Location: Sugarbeet and Bean ResearchTitle: Effects of optical variables in a single integrating sphere system on estimation of scattering properties of turbid media
|HU, DONG - Zhejiang A & F University|
|HUANG, YUPING - Nanjing Forestry University|
|YING, YIBIN - Zhejiang University|
|FU, XIAPING - Zhejiang Sci-Tech University|
Submitted to: Biosystems Engineering
Publication Type: Peer Reviewed Journal
Publication Acceptance Date: 3/19/2020
Publication Date: 6/1/2020
Citation: Hu, D., Lu, R., Huang, Y., Ying, Y., Fu, X. 2020. Effects of optical variables in a single integrating sphere system on estimation of scattering properties of turbid media. Biosystems Engineering. 194:82-98. https://doi.org/10.1016/j.biosystemseng.2020.03.012.
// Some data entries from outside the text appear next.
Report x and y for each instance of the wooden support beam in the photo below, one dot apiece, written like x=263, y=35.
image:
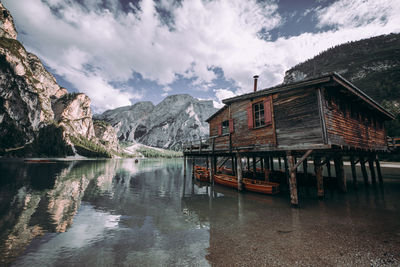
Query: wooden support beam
x=184, y=166
x=340, y=174
x=272, y=163
x=378, y=169
x=328, y=167
x=211, y=169
x=305, y=170
x=372, y=170
x=286, y=169
x=193, y=162
x=319, y=177
x=301, y=159
x=254, y=168
x=292, y=181
x=266, y=161
x=364, y=171
x=353, y=171
x=239, y=172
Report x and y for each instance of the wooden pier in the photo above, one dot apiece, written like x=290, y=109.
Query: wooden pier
x=324, y=120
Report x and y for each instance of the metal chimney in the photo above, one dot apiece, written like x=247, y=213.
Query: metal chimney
x=255, y=82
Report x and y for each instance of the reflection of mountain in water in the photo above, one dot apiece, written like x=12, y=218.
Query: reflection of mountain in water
x=40, y=198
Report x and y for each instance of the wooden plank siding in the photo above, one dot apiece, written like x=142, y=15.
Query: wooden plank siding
x=242, y=136
x=297, y=118
x=358, y=132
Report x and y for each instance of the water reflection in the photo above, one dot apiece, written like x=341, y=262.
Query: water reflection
x=117, y=212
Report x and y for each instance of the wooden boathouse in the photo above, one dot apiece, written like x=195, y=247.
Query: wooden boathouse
x=321, y=119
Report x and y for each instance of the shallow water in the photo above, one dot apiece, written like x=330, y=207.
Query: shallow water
x=117, y=212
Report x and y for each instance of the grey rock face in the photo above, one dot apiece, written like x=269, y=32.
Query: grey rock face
x=175, y=120
x=30, y=98
x=7, y=27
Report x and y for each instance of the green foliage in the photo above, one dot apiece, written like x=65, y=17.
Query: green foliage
x=89, y=148
x=154, y=153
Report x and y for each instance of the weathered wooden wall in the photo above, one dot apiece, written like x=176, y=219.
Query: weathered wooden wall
x=352, y=131
x=297, y=118
x=243, y=136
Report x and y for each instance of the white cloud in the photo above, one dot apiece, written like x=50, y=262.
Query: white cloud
x=94, y=47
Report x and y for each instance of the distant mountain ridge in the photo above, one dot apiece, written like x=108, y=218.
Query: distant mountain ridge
x=37, y=116
x=371, y=64
x=175, y=120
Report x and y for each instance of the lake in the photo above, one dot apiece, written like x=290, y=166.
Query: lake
x=122, y=213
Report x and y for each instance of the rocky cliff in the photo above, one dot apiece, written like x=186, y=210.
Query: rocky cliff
x=373, y=65
x=178, y=118
x=33, y=104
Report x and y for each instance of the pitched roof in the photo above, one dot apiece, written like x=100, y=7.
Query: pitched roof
x=310, y=82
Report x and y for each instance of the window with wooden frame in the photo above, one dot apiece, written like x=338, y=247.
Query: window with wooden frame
x=225, y=127
x=259, y=114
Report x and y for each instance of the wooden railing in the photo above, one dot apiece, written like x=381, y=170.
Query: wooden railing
x=393, y=143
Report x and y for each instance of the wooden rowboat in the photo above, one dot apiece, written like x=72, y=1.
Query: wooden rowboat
x=249, y=184
x=201, y=174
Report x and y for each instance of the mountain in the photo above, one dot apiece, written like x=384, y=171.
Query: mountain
x=373, y=65
x=37, y=116
x=175, y=120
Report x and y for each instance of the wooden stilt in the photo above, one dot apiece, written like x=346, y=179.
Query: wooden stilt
x=318, y=175
x=211, y=169
x=286, y=169
x=305, y=170
x=272, y=163
x=239, y=173
x=254, y=168
x=328, y=167
x=372, y=170
x=353, y=170
x=364, y=171
x=340, y=175
x=266, y=161
x=378, y=169
x=193, y=163
x=292, y=181
x=184, y=166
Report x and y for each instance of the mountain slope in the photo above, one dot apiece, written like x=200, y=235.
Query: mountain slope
x=373, y=65
x=178, y=118
x=37, y=116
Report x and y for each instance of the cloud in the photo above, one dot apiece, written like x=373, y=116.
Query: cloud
x=96, y=45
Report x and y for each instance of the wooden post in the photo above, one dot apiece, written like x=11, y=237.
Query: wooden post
x=328, y=167
x=193, y=162
x=286, y=169
x=371, y=169
x=340, y=175
x=353, y=171
x=292, y=181
x=305, y=170
x=211, y=169
x=272, y=163
x=266, y=161
x=318, y=175
x=239, y=173
x=364, y=171
x=378, y=169
x=254, y=167
x=184, y=166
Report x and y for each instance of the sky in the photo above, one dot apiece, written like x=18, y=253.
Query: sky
x=120, y=52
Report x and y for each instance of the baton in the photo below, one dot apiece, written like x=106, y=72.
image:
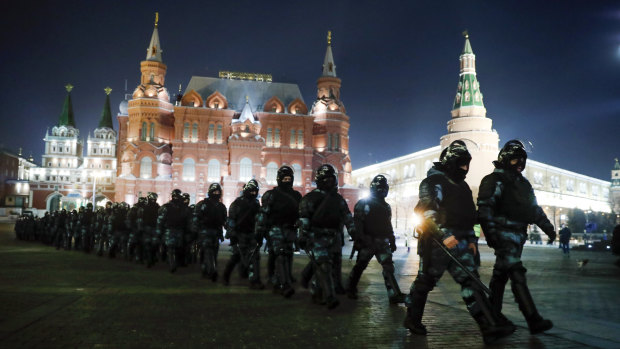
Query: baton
x=469, y=273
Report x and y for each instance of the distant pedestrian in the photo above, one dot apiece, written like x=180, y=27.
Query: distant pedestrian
x=565, y=235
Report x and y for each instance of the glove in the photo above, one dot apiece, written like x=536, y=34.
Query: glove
x=393, y=245
x=302, y=242
x=551, y=234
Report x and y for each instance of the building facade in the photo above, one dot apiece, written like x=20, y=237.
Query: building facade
x=228, y=129
x=66, y=178
x=557, y=190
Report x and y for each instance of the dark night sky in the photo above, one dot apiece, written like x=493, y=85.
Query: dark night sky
x=549, y=70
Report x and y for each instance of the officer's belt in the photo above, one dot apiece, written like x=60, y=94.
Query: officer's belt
x=507, y=223
x=325, y=231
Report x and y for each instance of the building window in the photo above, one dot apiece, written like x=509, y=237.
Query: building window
x=276, y=141
x=300, y=139
x=245, y=170
x=146, y=167
x=272, y=173
x=298, y=174
x=143, y=132
x=195, y=132
x=269, y=138
x=186, y=132
x=210, y=136
x=189, y=172
x=213, y=171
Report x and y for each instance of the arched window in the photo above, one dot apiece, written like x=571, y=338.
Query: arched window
x=269, y=137
x=298, y=174
x=272, y=172
x=213, y=171
x=189, y=172
x=427, y=165
x=211, y=137
x=219, y=134
x=143, y=133
x=300, y=139
x=195, y=132
x=146, y=167
x=245, y=169
x=186, y=132
x=277, y=138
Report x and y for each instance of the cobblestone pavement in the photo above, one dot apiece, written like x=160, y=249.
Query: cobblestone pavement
x=60, y=299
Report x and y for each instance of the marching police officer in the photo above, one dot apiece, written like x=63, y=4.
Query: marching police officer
x=276, y=222
x=322, y=215
x=240, y=230
x=210, y=217
x=375, y=237
x=506, y=205
x=172, y=221
x=447, y=205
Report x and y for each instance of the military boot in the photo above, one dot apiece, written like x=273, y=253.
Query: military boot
x=415, y=310
x=535, y=322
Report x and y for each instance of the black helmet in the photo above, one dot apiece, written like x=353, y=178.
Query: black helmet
x=250, y=190
x=285, y=171
x=513, y=149
x=254, y=182
x=213, y=188
x=152, y=197
x=453, y=158
x=326, y=177
x=176, y=194
x=379, y=186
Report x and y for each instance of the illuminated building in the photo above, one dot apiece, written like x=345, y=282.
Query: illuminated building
x=557, y=190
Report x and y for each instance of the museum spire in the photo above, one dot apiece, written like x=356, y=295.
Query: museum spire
x=66, y=117
x=106, y=114
x=329, y=67
x=153, y=53
x=468, y=89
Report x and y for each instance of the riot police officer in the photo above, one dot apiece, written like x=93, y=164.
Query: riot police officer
x=447, y=205
x=210, y=217
x=322, y=215
x=172, y=222
x=147, y=223
x=276, y=222
x=240, y=230
x=375, y=237
x=506, y=205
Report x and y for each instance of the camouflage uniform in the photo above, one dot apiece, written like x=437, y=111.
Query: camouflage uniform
x=375, y=238
x=240, y=230
x=209, y=219
x=446, y=203
x=276, y=223
x=506, y=205
x=322, y=215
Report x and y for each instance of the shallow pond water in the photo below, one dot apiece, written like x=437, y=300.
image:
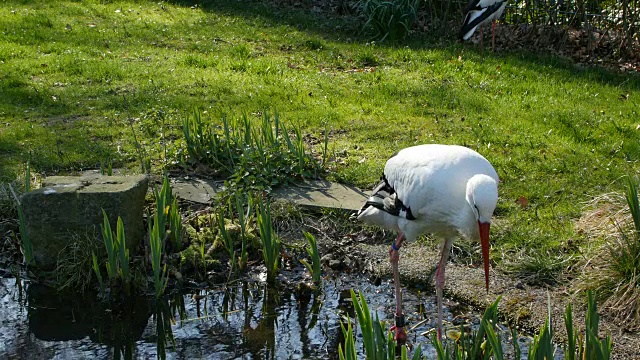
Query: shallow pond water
x=240, y=320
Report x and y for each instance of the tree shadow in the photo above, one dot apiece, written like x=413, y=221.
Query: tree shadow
x=348, y=28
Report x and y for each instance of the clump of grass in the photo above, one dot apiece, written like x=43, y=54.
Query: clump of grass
x=484, y=343
x=270, y=240
x=250, y=155
x=117, y=263
x=157, y=240
x=586, y=346
x=536, y=267
x=614, y=273
x=313, y=267
x=76, y=264
x=377, y=343
x=391, y=20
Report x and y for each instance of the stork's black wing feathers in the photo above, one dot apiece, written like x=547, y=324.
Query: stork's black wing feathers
x=474, y=5
x=384, y=197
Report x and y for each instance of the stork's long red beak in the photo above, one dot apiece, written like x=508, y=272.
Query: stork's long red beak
x=484, y=242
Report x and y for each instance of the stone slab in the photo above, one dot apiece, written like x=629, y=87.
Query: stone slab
x=315, y=194
x=66, y=207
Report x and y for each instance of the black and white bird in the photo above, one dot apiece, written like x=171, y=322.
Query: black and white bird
x=479, y=12
x=445, y=190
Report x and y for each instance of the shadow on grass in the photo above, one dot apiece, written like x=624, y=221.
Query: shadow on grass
x=348, y=28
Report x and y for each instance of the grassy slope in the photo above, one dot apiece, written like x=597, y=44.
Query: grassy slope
x=76, y=77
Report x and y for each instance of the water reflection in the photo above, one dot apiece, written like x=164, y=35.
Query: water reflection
x=238, y=320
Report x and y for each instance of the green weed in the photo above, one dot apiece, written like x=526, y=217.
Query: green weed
x=614, y=273
x=270, y=240
x=250, y=156
x=157, y=240
x=313, y=267
x=117, y=264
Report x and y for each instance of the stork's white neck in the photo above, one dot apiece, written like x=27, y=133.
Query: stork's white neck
x=482, y=196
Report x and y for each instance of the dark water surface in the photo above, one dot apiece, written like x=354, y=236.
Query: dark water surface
x=242, y=320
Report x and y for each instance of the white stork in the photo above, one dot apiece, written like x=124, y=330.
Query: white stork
x=479, y=12
x=445, y=190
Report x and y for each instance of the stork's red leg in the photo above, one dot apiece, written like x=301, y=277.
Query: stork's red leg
x=394, y=254
x=481, y=38
x=446, y=248
x=493, y=35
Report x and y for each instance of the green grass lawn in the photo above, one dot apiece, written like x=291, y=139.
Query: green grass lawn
x=79, y=79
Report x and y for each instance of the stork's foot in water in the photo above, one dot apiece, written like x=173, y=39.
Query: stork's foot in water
x=400, y=334
x=398, y=329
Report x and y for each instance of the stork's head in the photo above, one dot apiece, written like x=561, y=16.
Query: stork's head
x=482, y=196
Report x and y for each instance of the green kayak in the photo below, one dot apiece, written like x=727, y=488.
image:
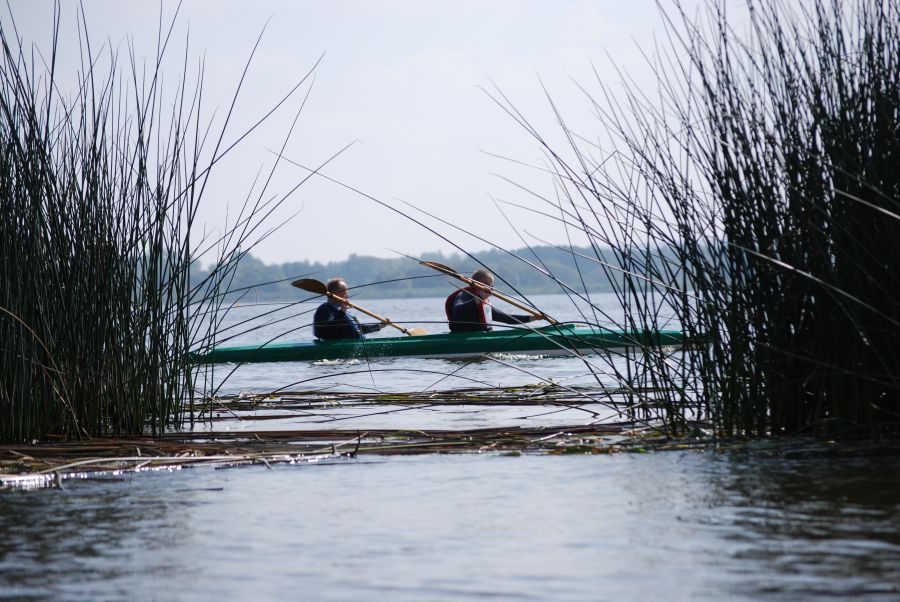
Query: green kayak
x=548, y=341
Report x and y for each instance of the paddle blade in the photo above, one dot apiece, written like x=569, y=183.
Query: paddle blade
x=311, y=285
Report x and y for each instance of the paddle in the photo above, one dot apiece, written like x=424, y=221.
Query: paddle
x=451, y=272
x=315, y=286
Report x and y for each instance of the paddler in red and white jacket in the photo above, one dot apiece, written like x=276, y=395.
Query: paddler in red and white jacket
x=469, y=309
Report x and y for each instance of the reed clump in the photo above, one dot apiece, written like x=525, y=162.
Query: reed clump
x=99, y=191
x=756, y=202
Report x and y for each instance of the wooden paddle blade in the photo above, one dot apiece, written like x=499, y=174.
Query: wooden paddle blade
x=311, y=285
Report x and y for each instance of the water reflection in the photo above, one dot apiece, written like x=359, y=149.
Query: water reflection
x=673, y=526
x=825, y=526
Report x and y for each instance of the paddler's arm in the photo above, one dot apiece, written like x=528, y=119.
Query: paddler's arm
x=502, y=316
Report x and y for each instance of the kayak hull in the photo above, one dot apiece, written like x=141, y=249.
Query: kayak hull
x=549, y=341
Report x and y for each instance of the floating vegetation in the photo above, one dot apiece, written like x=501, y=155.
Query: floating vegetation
x=49, y=464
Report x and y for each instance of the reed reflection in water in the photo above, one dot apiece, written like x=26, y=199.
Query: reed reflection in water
x=675, y=526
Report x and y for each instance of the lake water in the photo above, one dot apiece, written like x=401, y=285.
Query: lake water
x=737, y=525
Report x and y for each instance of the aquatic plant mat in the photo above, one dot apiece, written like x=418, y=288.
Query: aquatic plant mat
x=49, y=463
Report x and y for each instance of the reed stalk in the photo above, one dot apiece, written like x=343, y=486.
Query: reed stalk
x=99, y=192
x=756, y=201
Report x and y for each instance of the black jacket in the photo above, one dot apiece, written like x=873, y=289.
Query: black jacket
x=467, y=312
x=331, y=322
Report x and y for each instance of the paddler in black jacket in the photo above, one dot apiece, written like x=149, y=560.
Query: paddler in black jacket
x=469, y=309
x=332, y=321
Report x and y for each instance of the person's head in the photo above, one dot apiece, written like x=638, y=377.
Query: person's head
x=338, y=287
x=484, y=277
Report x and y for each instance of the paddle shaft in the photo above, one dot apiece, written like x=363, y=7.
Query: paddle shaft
x=442, y=268
x=381, y=319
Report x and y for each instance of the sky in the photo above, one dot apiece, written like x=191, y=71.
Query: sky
x=407, y=84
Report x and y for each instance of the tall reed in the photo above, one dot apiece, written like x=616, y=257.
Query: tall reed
x=757, y=198
x=99, y=192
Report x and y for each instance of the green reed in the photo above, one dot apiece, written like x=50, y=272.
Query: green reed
x=99, y=193
x=757, y=199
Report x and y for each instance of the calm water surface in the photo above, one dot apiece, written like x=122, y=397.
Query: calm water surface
x=662, y=526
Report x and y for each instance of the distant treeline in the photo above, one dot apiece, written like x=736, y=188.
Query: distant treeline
x=373, y=277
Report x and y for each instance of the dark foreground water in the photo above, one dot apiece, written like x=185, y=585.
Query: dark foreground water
x=664, y=526
x=661, y=526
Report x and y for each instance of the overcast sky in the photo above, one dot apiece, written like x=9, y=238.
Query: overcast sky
x=402, y=78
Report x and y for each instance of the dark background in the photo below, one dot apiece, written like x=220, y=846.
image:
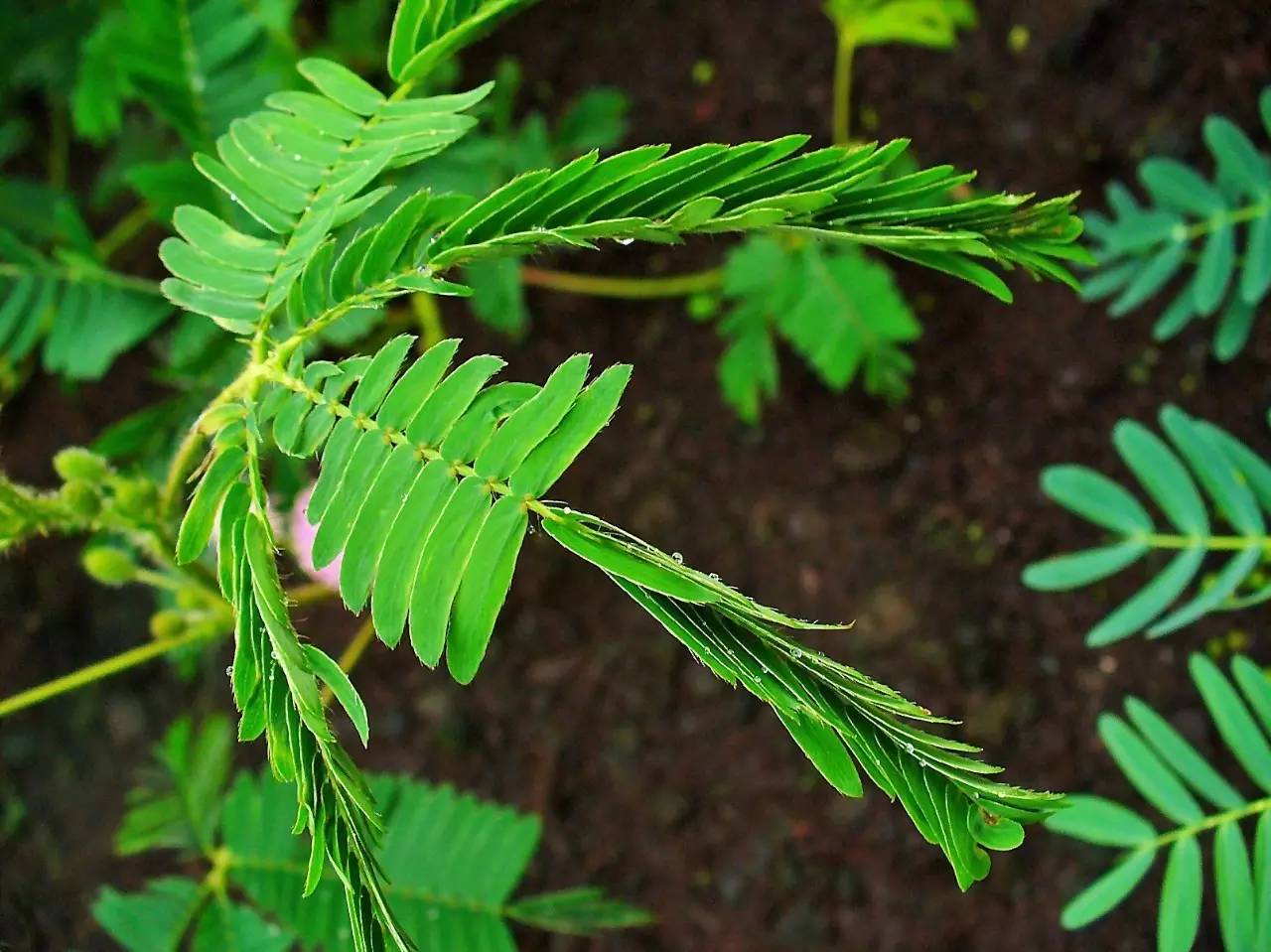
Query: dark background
x=656, y=780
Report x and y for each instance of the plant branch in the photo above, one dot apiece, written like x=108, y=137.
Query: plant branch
x=123, y=231
x=843, y=86
x=623, y=288
x=100, y=670
x=1208, y=823
x=353, y=653
x=1214, y=543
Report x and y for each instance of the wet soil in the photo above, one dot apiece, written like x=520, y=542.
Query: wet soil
x=656, y=780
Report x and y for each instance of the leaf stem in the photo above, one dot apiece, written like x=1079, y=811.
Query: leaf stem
x=270, y=371
x=123, y=231
x=1208, y=823
x=100, y=670
x=843, y=86
x=1225, y=218
x=192, y=444
x=353, y=653
x=623, y=288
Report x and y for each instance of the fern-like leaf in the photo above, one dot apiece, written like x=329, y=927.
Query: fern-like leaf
x=178, y=807
x=917, y=22
x=836, y=308
x=80, y=314
x=1185, y=243
x=427, y=484
x=834, y=194
x=198, y=64
x=429, y=32
x=1203, y=462
x=453, y=864
x=300, y=169
x=1195, y=799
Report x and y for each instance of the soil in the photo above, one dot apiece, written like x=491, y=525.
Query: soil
x=656, y=780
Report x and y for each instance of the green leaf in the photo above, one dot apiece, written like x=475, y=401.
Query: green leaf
x=227, y=925
x=1079, y=568
x=1176, y=751
x=1094, y=497
x=153, y=920
x=453, y=864
x=485, y=586
x=1179, y=919
x=177, y=807
x=1163, y=476
x=824, y=748
x=1149, y=602
x=1101, y=821
x=625, y=561
x=1107, y=892
x=196, y=526
x=1147, y=771
x=1243, y=736
x=342, y=86
x=1234, y=884
x=1215, y=270
x=931, y=23
x=427, y=32
x=1179, y=187
x=335, y=678
x=579, y=911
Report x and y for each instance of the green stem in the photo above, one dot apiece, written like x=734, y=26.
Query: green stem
x=123, y=231
x=108, y=667
x=82, y=275
x=843, y=86
x=1208, y=823
x=623, y=288
x=395, y=438
x=1224, y=218
x=59, y=145
x=192, y=444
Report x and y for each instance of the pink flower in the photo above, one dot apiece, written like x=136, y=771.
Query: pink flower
x=303, y=534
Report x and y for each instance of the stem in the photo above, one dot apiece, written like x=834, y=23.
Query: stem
x=843, y=86
x=102, y=669
x=82, y=275
x=123, y=231
x=353, y=653
x=623, y=288
x=59, y=141
x=1208, y=823
x=270, y=371
x=1237, y=216
x=192, y=445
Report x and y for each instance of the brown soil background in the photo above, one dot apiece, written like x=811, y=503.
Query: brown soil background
x=657, y=782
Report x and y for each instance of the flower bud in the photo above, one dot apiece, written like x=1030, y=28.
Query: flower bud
x=109, y=565
x=81, y=498
x=76, y=463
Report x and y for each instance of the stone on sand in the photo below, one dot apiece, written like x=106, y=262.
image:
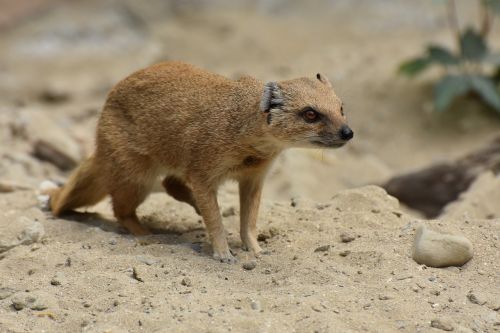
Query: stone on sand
x=434, y=249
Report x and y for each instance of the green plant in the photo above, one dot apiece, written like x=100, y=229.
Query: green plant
x=472, y=70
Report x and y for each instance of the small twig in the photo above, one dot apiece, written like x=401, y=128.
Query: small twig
x=452, y=14
x=485, y=18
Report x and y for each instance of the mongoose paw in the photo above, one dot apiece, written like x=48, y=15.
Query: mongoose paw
x=255, y=248
x=135, y=228
x=226, y=257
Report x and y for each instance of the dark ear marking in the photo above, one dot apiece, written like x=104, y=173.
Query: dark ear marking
x=271, y=98
x=323, y=79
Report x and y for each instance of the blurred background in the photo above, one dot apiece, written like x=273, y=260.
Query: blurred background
x=59, y=59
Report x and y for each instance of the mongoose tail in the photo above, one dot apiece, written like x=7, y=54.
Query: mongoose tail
x=84, y=188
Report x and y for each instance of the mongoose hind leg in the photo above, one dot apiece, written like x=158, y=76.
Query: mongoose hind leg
x=250, y=193
x=125, y=202
x=206, y=199
x=180, y=191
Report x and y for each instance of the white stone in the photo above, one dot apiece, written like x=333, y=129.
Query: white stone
x=434, y=249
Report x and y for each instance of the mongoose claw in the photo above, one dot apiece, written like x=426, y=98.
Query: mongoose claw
x=226, y=258
x=255, y=248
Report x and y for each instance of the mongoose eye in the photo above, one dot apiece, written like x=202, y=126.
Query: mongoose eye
x=310, y=115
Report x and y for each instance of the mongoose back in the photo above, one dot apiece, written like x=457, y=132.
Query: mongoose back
x=198, y=129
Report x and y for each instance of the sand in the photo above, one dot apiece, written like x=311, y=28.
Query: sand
x=339, y=258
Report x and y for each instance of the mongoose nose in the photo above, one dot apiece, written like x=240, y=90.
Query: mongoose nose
x=346, y=133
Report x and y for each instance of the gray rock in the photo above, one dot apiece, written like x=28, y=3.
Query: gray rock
x=231, y=211
x=22, y=300
x=6, y=292
x=322, y=248
x=347, y=238
x=137, y=274
x=186, y=282
x=148, y=261
x=474, y=298
x=434, y=249
x=249, y=265
x=58, y=279
x=442, y=324
x=255, y=305
x=24, y=232
x=32, y=234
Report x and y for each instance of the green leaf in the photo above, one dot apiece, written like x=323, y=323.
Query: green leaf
x=486, y=88
x=493, y=58
x=448, y=88
x=472, y=45
x=441, y=55
x=494, y=4
x=413, y=67
x=496, y=76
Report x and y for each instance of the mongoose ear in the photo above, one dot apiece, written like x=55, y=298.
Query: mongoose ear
x=323, y=79
x=272, y=97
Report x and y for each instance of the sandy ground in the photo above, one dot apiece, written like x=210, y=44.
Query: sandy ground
x=82, y=273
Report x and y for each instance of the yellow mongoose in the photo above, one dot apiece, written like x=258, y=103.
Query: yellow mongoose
x=198, y=129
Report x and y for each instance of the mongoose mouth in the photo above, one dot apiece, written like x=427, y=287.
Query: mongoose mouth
x=334, y=144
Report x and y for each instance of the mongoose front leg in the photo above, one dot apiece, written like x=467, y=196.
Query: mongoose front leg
x=206, y=200
x=250, y=193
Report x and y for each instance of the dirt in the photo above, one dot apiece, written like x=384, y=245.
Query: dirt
x=338, y=252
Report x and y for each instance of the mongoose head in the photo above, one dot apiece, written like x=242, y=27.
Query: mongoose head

Interpretive Summary: In recent years, there is increased interest in measuring optical absorption and scattering properties as a means for assessing composition, quality and condition of food and agricultural products. However, accurate measurements of these optical parameters are challenging owing to the need of using sophisticated instrumentation and a complicated mathematical approach, and the lack of a good reference measurement technique. This research was intended to determine the effect of different optical variables used in the single integrating sphere (SIS) technique, a widely used reference method, on the measurement of optical absorption and scattering parameters. Thirty-six samples, 12 each of pure absorption, pure scattering and mixed (combined absorbing and scattering materials) samples, were created, plus two solid samples of known optical properties. Experimental measurements were taken for these samples using both the SIS technique and another standard technique (i.e., collimated transmittance) to measure the absorption and scattering parameters of the 36 samples. Results showed that the SIS technique overall performed satisfactorily in terms of measurement accuracy, repeatability and sensitivity. Among all optical variables investigated, six variables (i.e., light beam size and its incidence position, refractive indexes of sample and the sample holder or cuvette, sphere wall reflectivity, and specular reflectance) were found to have a significant effect on the measurement of the optical scattering parameter and, hence, they should be carefully considered when using the SIS technique. The research provides guidance on how to properly use the SIS technique to ensure accurate measurements of the optical scattering parameter.
Technical Abstract: This research was aimed at determining the effect of optical variables for an improved single integrating sphere system, coupled with the inverse adding-doubling method, on estimating the reduced scattering coefficient of turbid media over 500-1,000 nm. Integrating sphere and collimated transmittance measurements were performed on three groups of 36 liquid samples (i.e., 12 pure absorbing samples, 12 pure scattering samples and 12 mixed samples) covering a wide range of absorption coefficient and reduced scattering coefficient, together with two commercial solid samples. The results demonstrated that the system had good accuracy, with average relative errors for estimating the absorption coefficient (pure absorption) and reduced scattering coefficient (pure scattering) of liquid samples, being 15.0% and 4.7% over 550-900 nm, compared with the collimated transmittance method and empirical equation, respectively. It also had good reproducibility for the absorption and reduced scattering coefficients with the coefficients of variation being lower than 4%. Sensitivity analysis revealed that the detectable value of absorption was around 0.02 (1/cm). Entrance and detector port diameters, standard reflectivity, and anisotropy factor had a negligible effect (less than 2.2%). However, refractive indexes of the sample and cuvette, sphere wall reflectivity, beam diameter and its position, and specular reflectance had a relatively large effect. Hence, these variables should be carefully chosen or accurately measured before optical property measurements are carried out. Moreover, a smaller diameter light beam, with the illumination incident on the sample center perpendicularly, should be used in the measurement. The specular reflectance from the sample can be, however, ignored when estimating the reduced scattering coefficient due to the difficulty of separating it from the diffuse reflectance.